Hayat, anın içindeki güzellikleri kaçırmadan geleceğe doğru yürümeyi öğrenmektir.
Peki insan ne zaman durmalı, ne zaman ilerlemeli?
Bir yanı geçmişe bağlı, bir yanı geleceğe endişeli bir yolcuyuz.
Modern yaşam bize sürekli “anı yaşa” telkininde bulunuyor.

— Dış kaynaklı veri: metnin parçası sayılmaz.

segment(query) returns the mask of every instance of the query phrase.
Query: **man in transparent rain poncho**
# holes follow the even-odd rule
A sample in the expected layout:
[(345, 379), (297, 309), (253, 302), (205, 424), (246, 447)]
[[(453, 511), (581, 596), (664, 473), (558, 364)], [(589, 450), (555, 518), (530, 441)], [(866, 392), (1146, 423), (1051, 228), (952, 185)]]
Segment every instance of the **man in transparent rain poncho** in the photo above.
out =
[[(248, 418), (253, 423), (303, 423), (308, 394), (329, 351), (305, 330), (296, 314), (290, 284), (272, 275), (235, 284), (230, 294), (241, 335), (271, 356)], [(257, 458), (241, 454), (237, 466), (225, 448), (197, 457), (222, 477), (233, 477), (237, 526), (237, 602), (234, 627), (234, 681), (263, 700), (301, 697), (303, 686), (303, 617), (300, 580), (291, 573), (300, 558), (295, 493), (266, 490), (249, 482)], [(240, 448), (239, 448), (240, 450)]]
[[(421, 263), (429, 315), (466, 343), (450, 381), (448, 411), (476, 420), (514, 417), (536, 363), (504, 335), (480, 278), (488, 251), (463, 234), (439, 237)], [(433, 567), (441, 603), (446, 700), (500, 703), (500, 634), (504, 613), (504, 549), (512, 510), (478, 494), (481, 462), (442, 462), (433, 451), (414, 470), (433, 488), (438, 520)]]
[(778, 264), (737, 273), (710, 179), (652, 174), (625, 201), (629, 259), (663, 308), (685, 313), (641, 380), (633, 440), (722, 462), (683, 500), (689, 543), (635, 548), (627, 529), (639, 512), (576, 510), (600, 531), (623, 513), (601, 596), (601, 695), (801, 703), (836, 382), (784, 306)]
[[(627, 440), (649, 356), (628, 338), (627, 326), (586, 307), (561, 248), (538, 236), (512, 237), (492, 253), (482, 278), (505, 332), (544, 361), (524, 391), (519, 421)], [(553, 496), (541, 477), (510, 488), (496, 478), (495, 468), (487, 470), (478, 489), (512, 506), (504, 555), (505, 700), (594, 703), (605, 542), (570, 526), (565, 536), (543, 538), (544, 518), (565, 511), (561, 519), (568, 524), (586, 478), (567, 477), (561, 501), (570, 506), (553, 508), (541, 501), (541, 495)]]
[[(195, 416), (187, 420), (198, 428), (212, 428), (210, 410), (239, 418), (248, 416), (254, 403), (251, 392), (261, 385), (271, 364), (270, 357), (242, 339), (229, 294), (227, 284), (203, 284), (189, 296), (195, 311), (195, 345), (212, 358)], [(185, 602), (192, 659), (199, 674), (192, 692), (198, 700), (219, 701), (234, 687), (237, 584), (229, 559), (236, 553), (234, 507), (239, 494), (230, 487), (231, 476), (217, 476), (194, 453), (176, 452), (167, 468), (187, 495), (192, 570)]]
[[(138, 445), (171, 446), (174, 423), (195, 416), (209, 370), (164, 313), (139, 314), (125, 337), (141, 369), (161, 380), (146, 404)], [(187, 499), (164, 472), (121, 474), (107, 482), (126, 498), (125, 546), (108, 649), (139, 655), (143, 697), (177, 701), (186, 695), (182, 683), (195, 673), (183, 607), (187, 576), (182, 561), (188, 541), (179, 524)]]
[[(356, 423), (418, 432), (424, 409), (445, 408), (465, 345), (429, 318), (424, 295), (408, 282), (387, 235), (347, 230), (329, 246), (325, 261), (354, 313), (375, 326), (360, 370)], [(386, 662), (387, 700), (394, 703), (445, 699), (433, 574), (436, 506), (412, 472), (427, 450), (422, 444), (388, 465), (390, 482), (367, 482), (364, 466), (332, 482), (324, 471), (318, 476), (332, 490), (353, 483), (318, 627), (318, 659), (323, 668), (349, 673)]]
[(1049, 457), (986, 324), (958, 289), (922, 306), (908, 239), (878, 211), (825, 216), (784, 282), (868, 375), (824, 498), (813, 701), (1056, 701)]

Reklamlar, kişisel gelişim kitapları, sosyal medya…
Her şey ‘şu an’ın kıymetini bilmemizi salık veriyor.
Oysa gerçek şu ki insan, yalnızca “şu an”dan ibaret değildir.
Geçmişin hatıraları, geleceğin hayalleriyle örülüdür içimiz.

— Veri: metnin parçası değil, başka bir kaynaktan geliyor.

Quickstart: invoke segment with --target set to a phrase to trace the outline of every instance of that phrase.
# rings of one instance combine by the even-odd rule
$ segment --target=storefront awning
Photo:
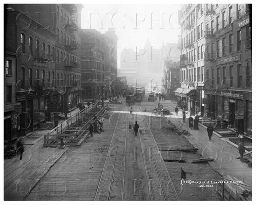
[[[190,96],[196,94],[196,90],[188,88],[180,88],[175,91],[175,95],[182,98],[186,98]]]

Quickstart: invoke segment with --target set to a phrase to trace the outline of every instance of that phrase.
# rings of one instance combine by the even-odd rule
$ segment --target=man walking
[[[242,139],[241,142],[239,144],[238,146],[239,150],[239,154],[240,154],[240,160],[242,163],[244,163],[244,154],[246,152],[246,148],[244,147],[244,140]]]
[[[23,142],[22,141],[22,138],[19,138],[17,140],[17,151],[16,152],[16,154],[17,153],[20,153],[20,160],[22,160],[23,158],[23,152],[24,152],[24,146],[23,146]]]
[[[135,122],[135,125],[134,126],[134,132],[135,132],[135,136],[137,136],[138,132],[138,129],[140,128],[140,126],[138,124],[137,121]]]
[[[176,112],[176,115],[178,116],[178,106],[175,108],[175,112]]]
[[[210,124],[208,128],[207,128],[207,132],[208,132],[208,136],[209,137],[209,140],[210,140],[210,142],[212,142],[212,136],[214,131],[214,128],[212,128],[212,124]]]
[[[91,123],[90,128],[89,128],[89,131],[90,132],[90,134],[92,138],[94,136],[94,127],[92,124]]]

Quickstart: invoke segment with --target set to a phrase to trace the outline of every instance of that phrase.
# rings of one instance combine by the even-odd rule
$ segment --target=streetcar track
[[[114,133],[113,134],[113,136],[112,136],[112,140],[111,140],[111,142],[110,142],[110,144],[112,144],[112,142],[113,142],[113,140],[114,140],[114,134],[116,134],[116,127],[118,126],[118,122],[119,120],[119,118],[120,118],[120,113],[119,114],[119,115],[118,115],[118,120],[116,121],[116,127],[114,128]],[[118,144],[119,144],[119,140],[120,140],[120,138],[118,138]],[[116,152],[118,151],[118,148],[116,148]],[[94,200],[96,200],[96,198],[97,198],[97,196],[98,195],[98,192],[99,190],[100,190],[100,185],[102,183],[102,180],[103,179],[103,176],[104,176],[104,172],[105,171],[105,170],[106,170],[106,162],[107,162],[107,158],[108,158],[108,157],[110,156],[110,149],[108,150],[108,154],[107,154],[107,158],[106,158],[106,161],[105,161],[105,164],[104,164],[104,167],[103,168],[103,170],[102,170],[102,176],[100,177],[100,182],[98,183],[98,188],[97,188],[97,191],[96,192],[96,194],[95,194],[95,198],[94,198]],[[116,160],[115,160],[116,162]],[[114,166],[115,166],[115,164],[116,163],[114,163]],[[113,171],[113,174],[112,174],[112,177],[113,177],[113,176],[114,176],[114,172]],[[112,181],[111,181],[112,182]],[[109,198],[110,198],[110,194],[108,195],[108,200],[109,200]]]

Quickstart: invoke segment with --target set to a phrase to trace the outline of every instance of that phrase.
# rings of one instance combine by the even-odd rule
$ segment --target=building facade
[[[15,78],[12,94],[16,96],[12,101],[17,120],[13,127],[16,126],[18,136],[53,122],[62,114],[66,117],[82,102],[82,8],[80,4],[5,5],[8,25],[5,66],[8,70],[12,64],[13,69],[12,75],[5,74],[4,82],[9,96],[10,82]]]
[[[182,84],[196,94],[188,110],[251,138],[252,5],[188,4],[182,12]]]

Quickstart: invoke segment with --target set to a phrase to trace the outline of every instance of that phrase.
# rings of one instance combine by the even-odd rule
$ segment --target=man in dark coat
[[[212,141],[212,134],[214,134],[214,129],[212,126],[212,124],[210,124],[208,128],[207,128],[207,132],[208,132],[208,136],[209,137],[209,140],[210,142]]]
[[[190,116],[188,119],[188,122],[190,122],[190,128],[192,129],[193,127],[193,118],[192,118],[192,116]]]
[[[94,136],[94,126],[91,123],[90,128],[89,128],[89,131],[90,132],[90,134],[92,138]]]
[[[17,140],[17,151],[16,152],[16,154],[17,153],[20,153],[20,160],[22,160],[23,157],[23,152],[24,152],[24,146],[23,146],[23,141],[22,140],[22,138],[20,138]]]
[[[135,136],[138,136],[138,129],[140,126],[138,126],[137,121],[135,122],[135,125],[134,126],[134,132],[135,132]]]
[[[241,142],[238,146],[238,149],[239,154],[240,154],[240,160],[242,163],[244,163],[244,154],[246,152],[246,148],[244,146],[244,139],[241,140]]]
[[[176,106],[175,108],[175,112],[176,112],[176,115],[178,116],[178,106]]]

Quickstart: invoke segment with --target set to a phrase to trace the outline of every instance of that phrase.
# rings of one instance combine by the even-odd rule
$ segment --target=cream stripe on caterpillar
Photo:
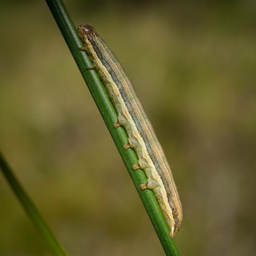
[[[90,25],[78,27],[79,35],[86,51],[105,86],[118,117],[115,127],[123,126],[129,142],[124,147],[135,151],[139,163],[134,170],[141,168],[148,178],[140,185],[142,189],[154,192],[173,237],[180,230],[182,208],[172,171],[164,151],[145,113],[132,83],[116,56],[106,43]]]

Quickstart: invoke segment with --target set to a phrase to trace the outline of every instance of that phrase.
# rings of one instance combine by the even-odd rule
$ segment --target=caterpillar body
[[[152,189],[155,193],[170,228],[173,237],[180,230],[182,210],[171,168],[152,125],[121,64],[95,29],[90,25],[81,25],[79,36],[84,44],[79,49],[89,54],[106,87],[117,115],[115,127],[123,126],[128,137],[125,149],[135,151],[138,163],[134,170],[143,170],[147,182],[142,189]]]

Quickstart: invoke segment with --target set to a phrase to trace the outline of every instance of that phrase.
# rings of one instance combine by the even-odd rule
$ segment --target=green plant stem
[[[0,167],[4,177],[18,198],[25,212],[43,237],[51,254],[56,256],[68,254],[41,216],[0,153]]]
[[[92,62],[86,53],[78,49],[84,46],[63,3],[61,0],[46,1],[124,162],[166,254],[179,255],[174,241],[169,236],[169,228],[154,193],[149,189],[140,189],[140,185],[145,183],[147,178],[142,170],[135,171],[132,168],[133,164],[138,163],[137,157],[133,150],[124,148],[127,142],[127,136],[122,127],[113,126],[117,120],[114,106],[96,71],[86,69],[92,66]]]

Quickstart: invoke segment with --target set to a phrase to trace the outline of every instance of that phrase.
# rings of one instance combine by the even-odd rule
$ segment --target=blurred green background
[[[256,1],[65,1],[133,83],[172,167],[181,254],[256,254]],[[0,1],[0,150],[71,255],[164,255],[46,3]],[[0,255],[46,255],[0,175]]]

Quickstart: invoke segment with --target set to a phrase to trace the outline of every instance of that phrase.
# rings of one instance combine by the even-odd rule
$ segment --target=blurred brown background
[[[65,2],[154,125],[181,254],[256,255],[256,1]],[[55,234],[71,255],[164,255],[46,3],[0,1],[0,150]],[[2,174],[0,254],[49,254]]]

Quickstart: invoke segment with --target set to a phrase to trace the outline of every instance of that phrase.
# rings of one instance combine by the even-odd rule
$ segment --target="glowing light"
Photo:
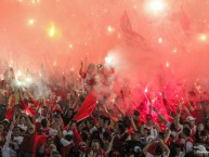
[[[54,66],[56,66],[56,61],[54,61]]]
[[[112,26],[107,26],[107,31],[110,32],[110,34],[113,34],[113,32],[115,31],[115,28],[112,27]]]
[[[16,74],[17,77],[22,76],[22,71],[18,70],[17,74]]]
[[[49,29],[49,31],[48,31],[48,35],[49,35],[50,37],[53,37],[53,36],[55,35],[55,27],[54,27],[54,26],[50,27],[50,29]]]
[[[178,50],[177,49],[173,49],[173,53],[177,53],[178,52]]]
[[[147,2],[147,9],[154,13],[160,12],[165,10],[165,2],[162,0],[149,0]]]
[[[161,38],[159,38],[159,39],[158,39],[158,42],[159,42],[159,43],[161,43],[161,42],[162,42],[162,39],[161,39]]]
[[[27,78],[25,79],[25,81],[26,81],[27,83],[31,83],[32,79],[31,79],[30,77],[27,77]]]
[[[74,45],[70,43],[70,44],[69,44],[69,48],[70,48],[70,49],[73,49],[73,48],[74,48]]]
[[[74,67],[71,67],[71,68],[70,68],[70,71],[74,71],[74,70],[75,70]]]
[[[51,24],[48,27],[47,31],[48,31],[48,36],[51,37],[51,38],[57,37],[60,35],[60,31],[58,31],[57,27],[54,24]]]
[[[170,64],[169,64],[169,62],[167,62],[167,63],[166,63],[166,67],[169,67],[169,66],[170,66]]]
[[[121,38],[121,35],[120,34],[118,34],[118,39],[120,39]]]
[[[35,19],[34,18],[29,18],[27,23],[28,23],[28,25],[34,25],[35,24]]]
[[[200,41],[206,41],[206,40],[207,40],[207,36],[204,35],[204,34],[200,35],[200,36],[199,36],[199,40],[200,40]]]
[[[106,63],[106,64],[112,64],[112,63],[113,63],[112,56],[106,56],[106,57],[105,57],[105,63]]]
[[[147,89],[147,87],[145,88],[144,92],[145,92],[145,93],[147,93],[147,92],[148,92],[148,89]]]
[[[16,80],[16,86],[21,87],[23,83],[18,80]]]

Ama plan yaparken hayatın ta kendisini ertelemiyor muyuz?
Hedefler uğruna harcanan günler, bir bakmışsın yıllara dönüşmüş.
“Yarın” dediklerimiz, bugünü es geçerken içimizde bir huzursuzluk büyür: “Ya hiç olmazsa?”
Oysa geleceği düşleyip plan yaparken bile, “şu an”a temas etmeden yaşam gerçek anlamını bulamaz.
Çünkü asıl güç, bugünü fark etmekte, bugünden yol alabilmektedir.
“Ne bugünü tüket, ne yarını takıntı yap.”
Hayat ne sadece planla yürür ne de başıboş serbestlikle güzelleşir.
Dengedir önemli olan.
Tıpkı bir cambaz gibi, ipte yürürken bir gözünü ileriye dikerken, ayaklarının bastığı noktayı da hissetmeyi bilmek gerekir.
Anı yaşamak ile geleceği planlamak, birbirine zıt değil; tamamlayıcıdır.
Hayat, bu ikisi arasında kurduğumuz dengeyle anlam kazanır.
Ne geçmişe saplanmalı, ne gelecekte kaybolmalı.
Çünkü gerçek hayat, ikisinin ortasında; tam da şimdidedir.